Glass Hand Disolving: Money Inc.
Vs The Natural Disasters (Superstars Taping 7/20/92)
This is a title change. A team like Money Inc as champions, because of their act and the way they wrestle, will always have some buy-in when there's a possibility of them losing. I think the heat here is a bit lackluster, mostly because I don't think either IRS or Dibiase do enough real cheating to make them dominating Earthquake for any amount of time seem believable. The finish is typical slip-on-a-banana-peel heel stuff, but the crowd goes nuts seeing Money Inc lose.
Vs El Matador & Virgil (Prime Time Wrestling 9/28/92)
This was good. I think a lot of that is on Tito, who is certainly past his prime here, but was still a great seller and could still get sympathy from the crowd. Tito can build to the tag with Virgil, which has its own history in this match, and everything works. This is the sort of match that just works. Money Inc are very specific sorts of heels, against a face team that is purpose-made to be a great fit, and they do everything you would expect to make the match perfectly fine.

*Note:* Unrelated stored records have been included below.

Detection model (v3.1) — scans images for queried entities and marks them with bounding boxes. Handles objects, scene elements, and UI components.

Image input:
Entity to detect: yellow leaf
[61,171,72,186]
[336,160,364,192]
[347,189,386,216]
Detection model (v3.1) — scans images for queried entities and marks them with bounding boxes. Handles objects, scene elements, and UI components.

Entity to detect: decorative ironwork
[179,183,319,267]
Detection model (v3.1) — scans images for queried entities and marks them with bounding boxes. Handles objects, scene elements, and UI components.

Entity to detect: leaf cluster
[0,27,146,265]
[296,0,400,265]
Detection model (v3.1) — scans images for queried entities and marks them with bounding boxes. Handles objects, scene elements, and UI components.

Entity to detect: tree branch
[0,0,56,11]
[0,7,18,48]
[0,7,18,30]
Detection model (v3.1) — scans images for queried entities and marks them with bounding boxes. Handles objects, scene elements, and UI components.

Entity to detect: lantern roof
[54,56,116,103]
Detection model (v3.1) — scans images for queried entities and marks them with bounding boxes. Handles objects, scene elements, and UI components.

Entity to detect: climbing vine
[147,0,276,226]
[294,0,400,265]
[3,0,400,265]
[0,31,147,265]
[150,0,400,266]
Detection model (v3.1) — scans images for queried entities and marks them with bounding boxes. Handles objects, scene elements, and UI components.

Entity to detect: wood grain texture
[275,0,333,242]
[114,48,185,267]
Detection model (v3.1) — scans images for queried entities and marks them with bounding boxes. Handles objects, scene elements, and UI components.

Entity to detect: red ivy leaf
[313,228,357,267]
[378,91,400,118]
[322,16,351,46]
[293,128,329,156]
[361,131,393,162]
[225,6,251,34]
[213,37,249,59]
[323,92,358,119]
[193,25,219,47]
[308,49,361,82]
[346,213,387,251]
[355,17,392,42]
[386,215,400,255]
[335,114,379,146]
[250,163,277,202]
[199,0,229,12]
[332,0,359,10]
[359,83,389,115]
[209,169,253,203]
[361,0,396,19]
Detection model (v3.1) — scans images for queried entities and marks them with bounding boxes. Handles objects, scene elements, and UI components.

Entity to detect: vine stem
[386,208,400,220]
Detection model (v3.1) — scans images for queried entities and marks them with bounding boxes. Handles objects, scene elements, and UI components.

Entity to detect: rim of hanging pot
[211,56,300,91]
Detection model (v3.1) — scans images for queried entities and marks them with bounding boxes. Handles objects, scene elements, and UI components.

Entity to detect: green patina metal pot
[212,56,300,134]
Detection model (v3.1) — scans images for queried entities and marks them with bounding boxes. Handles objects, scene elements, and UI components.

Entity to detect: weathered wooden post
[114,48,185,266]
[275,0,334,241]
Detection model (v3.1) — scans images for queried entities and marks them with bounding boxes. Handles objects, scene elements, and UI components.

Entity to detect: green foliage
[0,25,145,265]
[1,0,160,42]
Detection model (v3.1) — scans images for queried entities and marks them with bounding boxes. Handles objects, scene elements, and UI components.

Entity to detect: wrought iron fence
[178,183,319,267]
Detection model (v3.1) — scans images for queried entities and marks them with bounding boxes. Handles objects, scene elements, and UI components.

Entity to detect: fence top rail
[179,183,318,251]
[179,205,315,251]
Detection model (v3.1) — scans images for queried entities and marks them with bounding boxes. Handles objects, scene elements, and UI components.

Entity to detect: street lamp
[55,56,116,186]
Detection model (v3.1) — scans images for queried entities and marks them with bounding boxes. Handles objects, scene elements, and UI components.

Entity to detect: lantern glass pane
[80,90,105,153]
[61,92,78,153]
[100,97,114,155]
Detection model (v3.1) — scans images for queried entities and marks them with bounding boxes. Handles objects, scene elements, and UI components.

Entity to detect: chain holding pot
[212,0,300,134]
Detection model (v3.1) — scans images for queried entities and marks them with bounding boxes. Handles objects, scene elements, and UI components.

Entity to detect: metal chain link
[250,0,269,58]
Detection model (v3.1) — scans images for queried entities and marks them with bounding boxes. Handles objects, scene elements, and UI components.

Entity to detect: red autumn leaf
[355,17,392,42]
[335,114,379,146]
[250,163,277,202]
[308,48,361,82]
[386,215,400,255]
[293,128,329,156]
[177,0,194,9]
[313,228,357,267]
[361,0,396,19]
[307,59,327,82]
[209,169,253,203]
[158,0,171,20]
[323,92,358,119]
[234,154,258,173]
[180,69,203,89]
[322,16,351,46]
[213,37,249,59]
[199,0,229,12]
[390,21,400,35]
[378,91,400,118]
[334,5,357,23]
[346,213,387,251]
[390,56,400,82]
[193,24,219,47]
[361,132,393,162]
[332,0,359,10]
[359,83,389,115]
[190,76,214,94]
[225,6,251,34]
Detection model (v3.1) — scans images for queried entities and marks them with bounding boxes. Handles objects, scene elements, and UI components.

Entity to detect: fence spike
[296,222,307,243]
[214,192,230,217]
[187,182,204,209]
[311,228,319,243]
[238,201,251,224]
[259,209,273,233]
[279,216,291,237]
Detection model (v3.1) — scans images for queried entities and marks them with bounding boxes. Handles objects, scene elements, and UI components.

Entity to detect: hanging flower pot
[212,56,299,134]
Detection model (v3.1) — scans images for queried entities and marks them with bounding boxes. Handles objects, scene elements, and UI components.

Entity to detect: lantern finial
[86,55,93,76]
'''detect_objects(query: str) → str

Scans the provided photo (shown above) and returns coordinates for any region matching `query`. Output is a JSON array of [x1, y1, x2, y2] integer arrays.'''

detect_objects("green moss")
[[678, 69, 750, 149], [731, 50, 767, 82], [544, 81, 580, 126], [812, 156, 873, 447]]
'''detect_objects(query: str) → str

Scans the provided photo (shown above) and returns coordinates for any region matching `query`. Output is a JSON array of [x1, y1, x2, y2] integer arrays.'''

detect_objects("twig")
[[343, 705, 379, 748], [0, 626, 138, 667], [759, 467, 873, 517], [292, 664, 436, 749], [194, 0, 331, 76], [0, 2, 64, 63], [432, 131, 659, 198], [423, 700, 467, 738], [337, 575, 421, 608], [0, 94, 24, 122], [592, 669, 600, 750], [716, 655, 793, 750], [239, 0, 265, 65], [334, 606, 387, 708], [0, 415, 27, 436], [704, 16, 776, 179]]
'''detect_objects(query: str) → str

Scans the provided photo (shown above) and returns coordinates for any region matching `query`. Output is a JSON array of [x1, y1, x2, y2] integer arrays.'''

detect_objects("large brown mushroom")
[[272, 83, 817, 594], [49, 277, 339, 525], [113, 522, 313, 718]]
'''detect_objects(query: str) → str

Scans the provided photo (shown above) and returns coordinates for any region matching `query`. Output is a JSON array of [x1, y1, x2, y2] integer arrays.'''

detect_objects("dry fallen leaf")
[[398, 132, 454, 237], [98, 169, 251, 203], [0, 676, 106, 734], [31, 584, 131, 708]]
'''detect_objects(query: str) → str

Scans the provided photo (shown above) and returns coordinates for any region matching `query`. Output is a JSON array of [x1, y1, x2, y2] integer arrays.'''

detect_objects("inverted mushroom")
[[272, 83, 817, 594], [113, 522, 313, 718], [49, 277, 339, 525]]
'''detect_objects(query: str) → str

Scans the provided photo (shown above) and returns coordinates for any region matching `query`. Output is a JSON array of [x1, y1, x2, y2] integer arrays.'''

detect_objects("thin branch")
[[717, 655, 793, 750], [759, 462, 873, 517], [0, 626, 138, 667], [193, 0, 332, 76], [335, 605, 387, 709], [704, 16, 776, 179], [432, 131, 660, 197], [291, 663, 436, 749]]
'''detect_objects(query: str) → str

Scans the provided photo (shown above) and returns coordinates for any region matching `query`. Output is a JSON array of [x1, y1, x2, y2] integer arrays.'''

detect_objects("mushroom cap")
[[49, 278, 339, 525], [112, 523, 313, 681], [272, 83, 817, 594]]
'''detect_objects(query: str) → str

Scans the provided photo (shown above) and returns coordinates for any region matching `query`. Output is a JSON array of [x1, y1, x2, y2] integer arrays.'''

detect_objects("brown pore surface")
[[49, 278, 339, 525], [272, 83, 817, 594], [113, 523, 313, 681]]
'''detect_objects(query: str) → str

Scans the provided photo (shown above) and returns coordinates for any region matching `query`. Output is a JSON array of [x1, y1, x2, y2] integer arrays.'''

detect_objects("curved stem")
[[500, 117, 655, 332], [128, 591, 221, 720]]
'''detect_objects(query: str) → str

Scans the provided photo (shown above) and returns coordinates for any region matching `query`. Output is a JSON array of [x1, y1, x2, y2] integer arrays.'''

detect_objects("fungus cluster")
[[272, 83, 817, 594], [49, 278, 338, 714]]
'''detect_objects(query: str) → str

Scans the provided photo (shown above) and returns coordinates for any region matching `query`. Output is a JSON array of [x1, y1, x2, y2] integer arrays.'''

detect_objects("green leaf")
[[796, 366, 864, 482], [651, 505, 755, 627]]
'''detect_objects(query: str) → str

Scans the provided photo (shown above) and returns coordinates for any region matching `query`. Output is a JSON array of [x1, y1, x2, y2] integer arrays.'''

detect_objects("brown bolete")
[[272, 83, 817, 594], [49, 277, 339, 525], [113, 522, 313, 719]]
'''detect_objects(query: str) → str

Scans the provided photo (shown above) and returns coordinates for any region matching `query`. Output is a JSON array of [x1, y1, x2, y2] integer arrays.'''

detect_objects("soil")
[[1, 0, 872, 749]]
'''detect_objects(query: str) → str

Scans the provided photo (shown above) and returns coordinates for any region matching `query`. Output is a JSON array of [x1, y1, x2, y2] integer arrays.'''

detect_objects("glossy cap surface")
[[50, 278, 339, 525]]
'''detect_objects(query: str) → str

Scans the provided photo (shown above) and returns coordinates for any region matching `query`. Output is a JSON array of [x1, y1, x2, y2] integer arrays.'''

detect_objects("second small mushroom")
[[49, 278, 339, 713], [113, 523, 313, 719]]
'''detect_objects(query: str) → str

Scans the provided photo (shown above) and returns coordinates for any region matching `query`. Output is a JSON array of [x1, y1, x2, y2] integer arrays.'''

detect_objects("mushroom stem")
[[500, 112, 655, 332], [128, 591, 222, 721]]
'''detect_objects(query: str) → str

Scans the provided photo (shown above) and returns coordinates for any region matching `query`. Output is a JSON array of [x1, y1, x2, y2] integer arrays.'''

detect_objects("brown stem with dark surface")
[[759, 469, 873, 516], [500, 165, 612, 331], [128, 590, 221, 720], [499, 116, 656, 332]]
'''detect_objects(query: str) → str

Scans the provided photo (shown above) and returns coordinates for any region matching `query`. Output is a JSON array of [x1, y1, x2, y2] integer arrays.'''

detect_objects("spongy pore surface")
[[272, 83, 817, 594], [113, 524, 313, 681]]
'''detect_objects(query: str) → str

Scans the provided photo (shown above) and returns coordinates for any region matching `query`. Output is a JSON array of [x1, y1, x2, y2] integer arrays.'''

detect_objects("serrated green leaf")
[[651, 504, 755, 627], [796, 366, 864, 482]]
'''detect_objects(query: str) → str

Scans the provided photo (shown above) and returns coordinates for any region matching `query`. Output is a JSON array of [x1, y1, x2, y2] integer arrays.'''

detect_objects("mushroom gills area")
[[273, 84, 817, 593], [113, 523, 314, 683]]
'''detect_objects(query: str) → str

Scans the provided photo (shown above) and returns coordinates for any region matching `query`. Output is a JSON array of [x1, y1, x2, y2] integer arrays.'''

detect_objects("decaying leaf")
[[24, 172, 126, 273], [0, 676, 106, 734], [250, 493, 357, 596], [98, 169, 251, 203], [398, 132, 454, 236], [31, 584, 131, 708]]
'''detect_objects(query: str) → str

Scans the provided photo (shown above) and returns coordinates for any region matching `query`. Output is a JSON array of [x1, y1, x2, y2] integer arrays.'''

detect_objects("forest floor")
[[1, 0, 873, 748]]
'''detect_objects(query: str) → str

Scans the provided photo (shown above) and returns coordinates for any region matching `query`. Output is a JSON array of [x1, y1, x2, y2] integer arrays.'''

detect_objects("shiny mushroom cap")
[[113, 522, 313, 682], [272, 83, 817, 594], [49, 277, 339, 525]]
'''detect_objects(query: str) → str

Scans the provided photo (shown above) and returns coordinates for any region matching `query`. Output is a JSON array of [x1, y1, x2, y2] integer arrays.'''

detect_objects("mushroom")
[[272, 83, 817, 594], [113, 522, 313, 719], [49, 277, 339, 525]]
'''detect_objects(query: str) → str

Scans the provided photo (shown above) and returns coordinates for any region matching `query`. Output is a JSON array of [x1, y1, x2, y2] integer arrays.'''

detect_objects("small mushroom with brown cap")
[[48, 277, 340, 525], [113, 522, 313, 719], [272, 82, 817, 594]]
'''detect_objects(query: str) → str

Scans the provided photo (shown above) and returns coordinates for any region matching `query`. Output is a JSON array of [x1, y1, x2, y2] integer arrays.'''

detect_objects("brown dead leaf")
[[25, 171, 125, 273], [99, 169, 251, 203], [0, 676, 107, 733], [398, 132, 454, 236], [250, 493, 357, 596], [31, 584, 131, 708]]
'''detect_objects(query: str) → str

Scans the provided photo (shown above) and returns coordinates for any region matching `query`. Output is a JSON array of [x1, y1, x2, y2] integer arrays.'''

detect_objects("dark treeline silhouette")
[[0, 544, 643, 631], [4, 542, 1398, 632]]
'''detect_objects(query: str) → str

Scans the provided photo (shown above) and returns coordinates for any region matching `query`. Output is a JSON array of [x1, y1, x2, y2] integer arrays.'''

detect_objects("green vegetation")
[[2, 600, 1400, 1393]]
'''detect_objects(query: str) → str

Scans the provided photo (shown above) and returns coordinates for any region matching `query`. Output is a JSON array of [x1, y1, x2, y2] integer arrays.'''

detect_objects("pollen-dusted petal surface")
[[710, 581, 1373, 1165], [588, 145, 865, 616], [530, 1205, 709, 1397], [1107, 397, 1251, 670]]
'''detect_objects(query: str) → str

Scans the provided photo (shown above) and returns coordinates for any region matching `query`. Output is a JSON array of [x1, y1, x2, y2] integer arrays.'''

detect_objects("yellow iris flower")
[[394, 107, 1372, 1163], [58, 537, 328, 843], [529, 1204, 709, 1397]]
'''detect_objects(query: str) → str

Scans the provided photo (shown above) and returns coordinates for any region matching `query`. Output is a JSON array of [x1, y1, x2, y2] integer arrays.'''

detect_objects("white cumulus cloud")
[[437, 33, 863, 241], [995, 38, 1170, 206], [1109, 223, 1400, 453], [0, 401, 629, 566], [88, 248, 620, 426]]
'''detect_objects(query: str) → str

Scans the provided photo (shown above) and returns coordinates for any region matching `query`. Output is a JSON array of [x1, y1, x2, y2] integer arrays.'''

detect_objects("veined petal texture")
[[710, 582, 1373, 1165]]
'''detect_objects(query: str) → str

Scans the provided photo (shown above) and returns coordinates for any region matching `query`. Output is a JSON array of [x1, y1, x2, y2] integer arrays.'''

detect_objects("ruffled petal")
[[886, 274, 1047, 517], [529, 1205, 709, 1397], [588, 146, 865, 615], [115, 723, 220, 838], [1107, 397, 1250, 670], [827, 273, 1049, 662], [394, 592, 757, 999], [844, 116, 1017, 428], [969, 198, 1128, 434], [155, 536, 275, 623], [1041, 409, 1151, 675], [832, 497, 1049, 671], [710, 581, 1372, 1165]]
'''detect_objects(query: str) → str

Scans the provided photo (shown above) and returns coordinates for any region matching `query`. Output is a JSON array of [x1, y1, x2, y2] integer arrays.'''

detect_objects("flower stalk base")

Vs The Beverly Brothers (Raw 4/12/93)
This is a heel vs heel match with no real build, so we're sort of already working uphill from the jump. There's nothing offensive here, which is about what you'd expect from Money Inc, but I would say that the Beverlys are the better team here, at least the more impressive and interesting of the two. Those are never going to be the words you use to describe Money Inc, and that's their role, so it's not a bad thing, but it isn't the sort of thing that is ever going to make for great matches.
Vs The Steiner Brothers (Superstars 7/17/1993)
This is an interesting match. We're in the early part of this feud, and here we get a false title change. It is, again, pretty good, but nothing to write home about. I keep saying something along these lines, but Money Inc's role is be disliked, to fill up minutes of TV, and to make the face teams look good. They do all of that here. At one point, Rick Steiner is just punching Dibiase in the head a bunch, and the finish is really pretty strong.
Vs The Steiner Brothers (SummerSlam Spectacular 1993)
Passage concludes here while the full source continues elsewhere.